Aluminium manufacturers in India may be staring at uncertain times going ahead as global prices continue to soften even as global manufacturers cut supplies amid escalating costs.
State-run National Aluminium Company (NALCO) reported a sequential decline in topline and operational performance in the first quarter of 2022-23 after the market hours on August 8. While typically June quarter is weak for the sector, there are signs that the global weakness is weighing on the country’s aluminium manufacturers.
The outlook of the aluminium players looks way grimmer given the global trend and local players being highly sensitive to the London Metal Exchange (LME) prices are not expected to be unscathed.
A report from Morgan Stanley on the industry early in July suggested that eroding margins of aluminium players due to falling commodity prices and rising smelter cost curve raise the risk of further capacity curtailment across the industry- a trend which is catching up with speed.
The first telltale sign came from the largest aluminium producer in the United States, Alcoa Corporation, which not only failed to put a growth number on demand estimates for the ongoing calendar year 2022 but also cited near-term uncertainties while reporting its second-quarter earnings.
Back home, jitters were first sensed across the street after ace investor Rakesh Jhunjhunwala trimmed his stake to below one percent in NALCO as per the latest June quarter holding disclosed by the company on the Bombay Stock Exchange (BSE). After holding the stock for nearly three quarters, Jhunjhunwala’s name no longer appeared in the individual shareholder list of the company, making it unclear if he completely sold off his holding on the counter or still holds a stake of less than a percent. The market saw this as a sign that he was no more bullish on the stock.
How Did NALCO’s Earnings Fare?
NALCO reported 53 percent growth in its net sales on a year-on-year basis. But sequentially, the company reported a 13 percent decline in net sales of Rs 3,800 crore, tracking LME aluminium and alumina prices which fell 12 percent sequentially. The company’s operational performance was hit by the correction in LME prices and rising input costs. The sequential cost escalation was nearly 51 percent due to higher power and fuel cost which weighed on the financials of the company.
Post earnings, brokerage firm Phillip Capital reduced its target price on the counter to Rs 90 from Rs 120 to factor in lower LME price, the forecast of which has reduced from
$2,800/2,450/ tonne for FY23/FY24 to $ 2,450/2,250/ tonne, and higher costs.
According to the brokerage, LME aluminium prices have fallen nearly 39 percent from their peak levels achieved in March following inflationary and recession fear. Continuation of higher levels of exports from China aided by unabated production also has been putting pressure on prices, essentially eroding the deficit forecast.
Cautious Signals from Alcoa Corporation
In its June quarter’s presentation to investors, the largest aluminium producer Alcoa pointed toward uncertainties including the impact of China’s stimulus programme, disruption in exports from Russia, near-term economic growth concerns, and the threat of further curtailment in production given high global energy prices.
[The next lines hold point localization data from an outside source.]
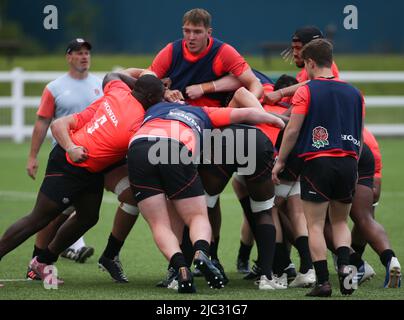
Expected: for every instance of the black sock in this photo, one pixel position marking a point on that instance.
(113, 247)
(37, 251)
(202, 245)
(244, 251)
(187, 247)
(214, 246)
(178, 260)
(355, 259)
(265, 239)
(302, 246)
(246, 205)
(47, 257)
(386, 256)
(281, 258)
(343, 256)
(358, 248)
(321, 271)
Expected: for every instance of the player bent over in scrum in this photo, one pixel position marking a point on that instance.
(157, 170)
(89, 142)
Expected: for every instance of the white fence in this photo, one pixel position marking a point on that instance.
(19, 102)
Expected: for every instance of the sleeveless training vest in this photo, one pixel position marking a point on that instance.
(334, 119)
(184, 73)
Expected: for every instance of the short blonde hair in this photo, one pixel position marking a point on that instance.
(197, 16)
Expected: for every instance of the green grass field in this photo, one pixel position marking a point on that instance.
(142, 261)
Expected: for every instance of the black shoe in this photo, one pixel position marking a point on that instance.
(84, 253)
(218, 265)
(255, 273)
(320, 290)
(197, 273)
(185, 281)
(31, 274)
(211, 273)
(243, 266)
(290, 271)
(114, 267)
(172, 275)
(347, 280)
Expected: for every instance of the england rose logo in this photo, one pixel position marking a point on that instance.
(320, 137)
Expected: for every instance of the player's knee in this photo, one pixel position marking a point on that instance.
(258, 206)
(121, 186)
(129, 209)
(211, 200)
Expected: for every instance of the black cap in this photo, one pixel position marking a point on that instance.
(306, 34)
(76, 44)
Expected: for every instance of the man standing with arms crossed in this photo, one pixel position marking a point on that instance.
(325, 112)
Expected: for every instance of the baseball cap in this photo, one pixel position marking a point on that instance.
(76, 44)
(306, 34)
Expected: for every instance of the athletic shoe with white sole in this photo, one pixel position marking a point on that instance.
(283, 279)
(212, 274)
(114, 268)
(365, 272)
(265, 284)
(185, 282)
(44, 272)
(304, 280)
(393, 274)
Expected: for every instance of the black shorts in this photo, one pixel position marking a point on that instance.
(176, 180)
(64, 182)
(293, 165)
(366, 167)
(329, 178)
(293, 168)
(257, 154)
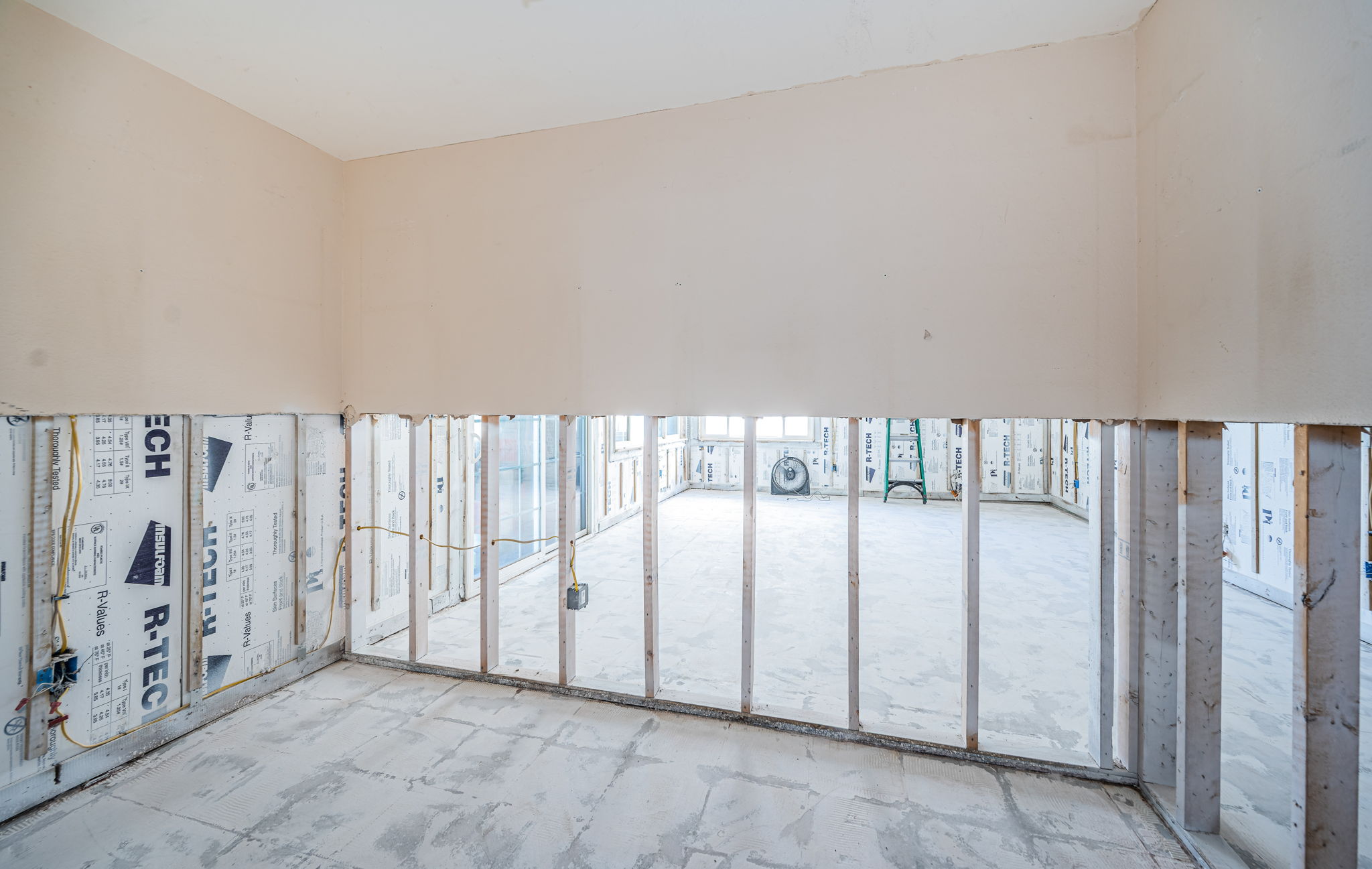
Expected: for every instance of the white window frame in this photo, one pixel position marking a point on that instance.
(624, 446)
(806, 438)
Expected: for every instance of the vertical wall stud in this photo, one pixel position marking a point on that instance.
(750, 557)
(1101, 708)
(565, 531)
(490, 549)
(419, 547)
(354, 459)
(195, 556)
(853, 498)
(44, 446)
(650, 675)
(1127, 595)
(374, 459)
(1324, 810)
(1157, 562)
(302, 574)
(970, 582)
(1199, 647)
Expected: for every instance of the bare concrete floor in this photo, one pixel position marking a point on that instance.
(366, 766)
(1035, 614)
(1255, 724)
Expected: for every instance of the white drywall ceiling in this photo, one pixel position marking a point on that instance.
(366, 77)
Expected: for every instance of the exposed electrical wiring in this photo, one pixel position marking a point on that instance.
(68, 525)
(69, 521)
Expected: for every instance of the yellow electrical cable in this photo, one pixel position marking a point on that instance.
(119, 735)
(334, 576)
(69, 521)
(571, 561)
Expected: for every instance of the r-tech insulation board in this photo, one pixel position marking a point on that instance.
(124, 606)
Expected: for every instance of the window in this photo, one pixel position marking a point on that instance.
(768, 429)
(629, 431)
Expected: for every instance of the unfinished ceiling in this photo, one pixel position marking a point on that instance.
(360, 78)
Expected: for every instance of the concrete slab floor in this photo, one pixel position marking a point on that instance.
(1255, 734)
(1035, 634)
(368, 766)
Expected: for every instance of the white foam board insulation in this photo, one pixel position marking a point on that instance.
(128, 577)
(1260, 511)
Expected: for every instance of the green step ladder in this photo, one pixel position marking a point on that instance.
(918, 463)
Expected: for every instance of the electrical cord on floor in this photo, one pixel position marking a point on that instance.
(571, 561)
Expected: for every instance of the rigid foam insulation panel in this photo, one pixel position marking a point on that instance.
(125, 573)
(249, 545)
(326, 523)
(1241, 497)
(1276, 507)
(15, 578)
(382, 559)
(1260, 510)
(128, 555)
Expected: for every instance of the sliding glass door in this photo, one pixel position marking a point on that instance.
(529, 488)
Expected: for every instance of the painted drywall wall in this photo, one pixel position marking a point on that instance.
(159, 250)
(862, 246)
(1254, 210)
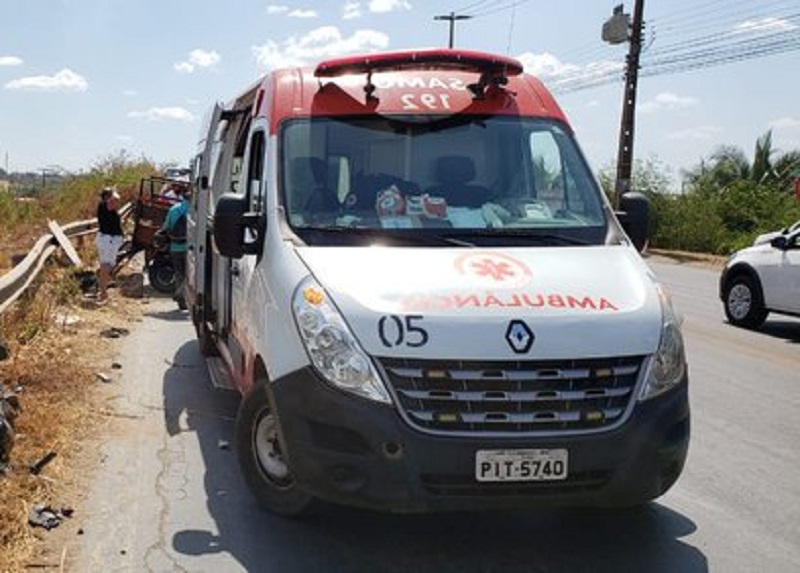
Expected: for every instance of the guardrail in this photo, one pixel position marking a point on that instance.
(14, 283)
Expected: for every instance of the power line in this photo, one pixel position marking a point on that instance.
(682, 55)
(452, 18)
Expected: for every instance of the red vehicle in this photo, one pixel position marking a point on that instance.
(156, 196)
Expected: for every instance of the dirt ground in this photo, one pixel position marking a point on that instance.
(91, 334)
(66, 416)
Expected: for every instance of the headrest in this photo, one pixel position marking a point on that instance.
(455, 169)
(305, 166)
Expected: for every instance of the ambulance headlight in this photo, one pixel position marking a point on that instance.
(667, 367)
(333, 349)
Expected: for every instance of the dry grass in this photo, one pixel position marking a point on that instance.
(56, 352)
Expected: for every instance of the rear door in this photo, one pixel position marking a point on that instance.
(781, 279)
(197, 260)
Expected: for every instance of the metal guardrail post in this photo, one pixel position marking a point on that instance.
(14, 283)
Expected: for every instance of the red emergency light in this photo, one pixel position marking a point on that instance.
(494, 70)
(426, 59)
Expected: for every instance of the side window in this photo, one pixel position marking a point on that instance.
(255, 172)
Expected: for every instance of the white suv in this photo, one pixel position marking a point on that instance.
(761, 279)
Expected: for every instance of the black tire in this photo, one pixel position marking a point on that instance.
(744, 305)
(261, 460)
(162, 275)
(205, 338)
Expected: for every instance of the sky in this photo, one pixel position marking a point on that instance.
(85, 80)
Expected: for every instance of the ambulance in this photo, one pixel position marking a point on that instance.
(404, 263)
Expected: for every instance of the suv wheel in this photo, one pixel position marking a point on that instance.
(743, 304)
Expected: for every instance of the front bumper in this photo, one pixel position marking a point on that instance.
(352, 451)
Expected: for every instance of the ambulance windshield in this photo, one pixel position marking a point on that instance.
(487, 176)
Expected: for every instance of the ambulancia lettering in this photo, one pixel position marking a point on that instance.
(417, 303)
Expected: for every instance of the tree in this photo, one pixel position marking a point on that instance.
(729, 165)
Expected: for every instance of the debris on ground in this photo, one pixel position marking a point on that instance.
(9, 409)
(37, 467)
(114, 332)
(133, 286)
(42, 515)
(87, 280)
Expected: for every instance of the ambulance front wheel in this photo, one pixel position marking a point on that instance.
(161, 274)
(261, 458)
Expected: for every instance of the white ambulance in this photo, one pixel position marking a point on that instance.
(405, 265)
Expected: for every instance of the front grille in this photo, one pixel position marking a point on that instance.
(513, 397)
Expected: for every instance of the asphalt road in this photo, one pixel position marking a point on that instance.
(168, 496)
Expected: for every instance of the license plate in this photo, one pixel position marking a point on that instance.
(521, 465)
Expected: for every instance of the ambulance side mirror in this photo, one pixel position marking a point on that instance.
(634, 216)
(236, 231)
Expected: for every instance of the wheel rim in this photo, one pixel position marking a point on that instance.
(740, 301)
(268, 451)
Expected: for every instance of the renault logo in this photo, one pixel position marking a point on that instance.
(519, 336)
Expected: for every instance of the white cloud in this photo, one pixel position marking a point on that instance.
(303, 14)
(701, 132)
(545, 65)
(382, 6)
(64, 81)
(351, 10)
(324, 42)
(198, 59)
(163, 113)
(785, 123)
(769, 24)
(10, 61)
(561, 75)
(666, 100)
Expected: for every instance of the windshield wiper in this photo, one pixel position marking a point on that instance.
(410, 236)
(534, 236)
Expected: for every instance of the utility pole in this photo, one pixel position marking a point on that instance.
(452, 17)
(625, 152)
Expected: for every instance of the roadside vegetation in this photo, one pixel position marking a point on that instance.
(54, 353)
(726, 200)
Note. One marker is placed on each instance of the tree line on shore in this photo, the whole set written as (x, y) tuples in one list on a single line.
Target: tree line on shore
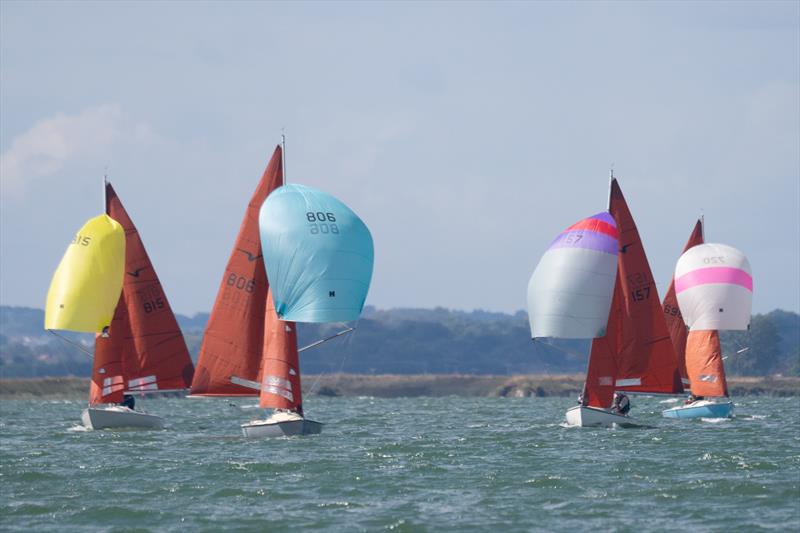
[(409, 341)]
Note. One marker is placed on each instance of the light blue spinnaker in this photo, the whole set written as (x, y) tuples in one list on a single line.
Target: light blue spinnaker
[(318, 255)]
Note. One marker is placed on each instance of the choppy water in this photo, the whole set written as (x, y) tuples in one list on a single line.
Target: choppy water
[(414, 464)]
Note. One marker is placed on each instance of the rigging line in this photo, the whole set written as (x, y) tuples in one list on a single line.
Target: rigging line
[(559, 349), (75, 344), (348, 340)]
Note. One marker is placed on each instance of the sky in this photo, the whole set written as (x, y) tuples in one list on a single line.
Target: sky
[(466, 135)]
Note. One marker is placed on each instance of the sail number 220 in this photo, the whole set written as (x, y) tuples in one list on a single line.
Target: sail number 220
[(322, 222)]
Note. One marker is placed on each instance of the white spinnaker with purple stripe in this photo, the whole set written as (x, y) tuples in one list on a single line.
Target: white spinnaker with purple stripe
[(714, 285), (569, 293)]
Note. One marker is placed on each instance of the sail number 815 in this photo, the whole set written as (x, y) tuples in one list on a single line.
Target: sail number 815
[(322, 222)]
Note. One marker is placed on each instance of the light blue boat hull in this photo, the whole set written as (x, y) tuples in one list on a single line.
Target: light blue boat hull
[(707, 410)]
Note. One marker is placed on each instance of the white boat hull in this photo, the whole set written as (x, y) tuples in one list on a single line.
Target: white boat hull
[(281, 428), (596, 417), (112, 417)]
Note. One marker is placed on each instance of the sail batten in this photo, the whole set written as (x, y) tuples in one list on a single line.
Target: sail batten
[(675, 324)]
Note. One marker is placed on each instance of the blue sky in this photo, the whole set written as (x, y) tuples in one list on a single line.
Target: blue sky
[(466, 135)]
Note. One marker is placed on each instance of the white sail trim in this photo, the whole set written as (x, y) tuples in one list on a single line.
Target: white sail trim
[(631, 382), (112, 384)]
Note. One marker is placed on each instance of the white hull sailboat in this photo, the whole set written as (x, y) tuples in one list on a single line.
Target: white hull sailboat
[(594, 282), (300, 256), (107, 285), (585, 416), (281, 424), (118, 417)]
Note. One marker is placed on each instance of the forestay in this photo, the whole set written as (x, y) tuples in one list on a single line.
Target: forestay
[(318, 255), (569, 293)]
But, the curtailment just wasn’t announced by one company. A string of other players also announced production curtailment, partially due to exorbitant energy prices which lead to losses for the mills.
Production Cuts Across the World
The steep rise in global gas prices has forced global aluminium makers, especially in Europe, to temporarily shut units or reduce output as production is not sustainable at high input cost. This comes at a time when aluminium prices have been sliding despite inventories being at an all-time low level.
Romanian aluminium company Alro with an alumina refining capacity of 600kt will shut down its refinery for 17 months. The world’s second-largest aluminium company RUSAL has already shut its Nikolaev refinery (capacity 1.7mt) in March 2022. Furthermore, Norwegian aluminium producer Norsk Hydro has announced curtailment of its European smelter and refinery. Recently, Alcoa Corporation in early July announced that it will begin the process to immediately curtail one of three operating smelting lines at its Warrick operations facility in Indiana due to operational challenges. Before this, the company safely curtailed its Spain aluminium smelting capacity.
Road ahead
Analysts and industry players expect that there may be more supply cut announcements in the industry. In a report dated August 9, brokerage Motilal Oswal said that it expects a spate of announcements regarding a reduction in utilisation by aluminum smelters and refineries due to spiralling costs in Europe and declining power availability ahead of the winter season and improvement in aluminum production in China from the second half of the financial year.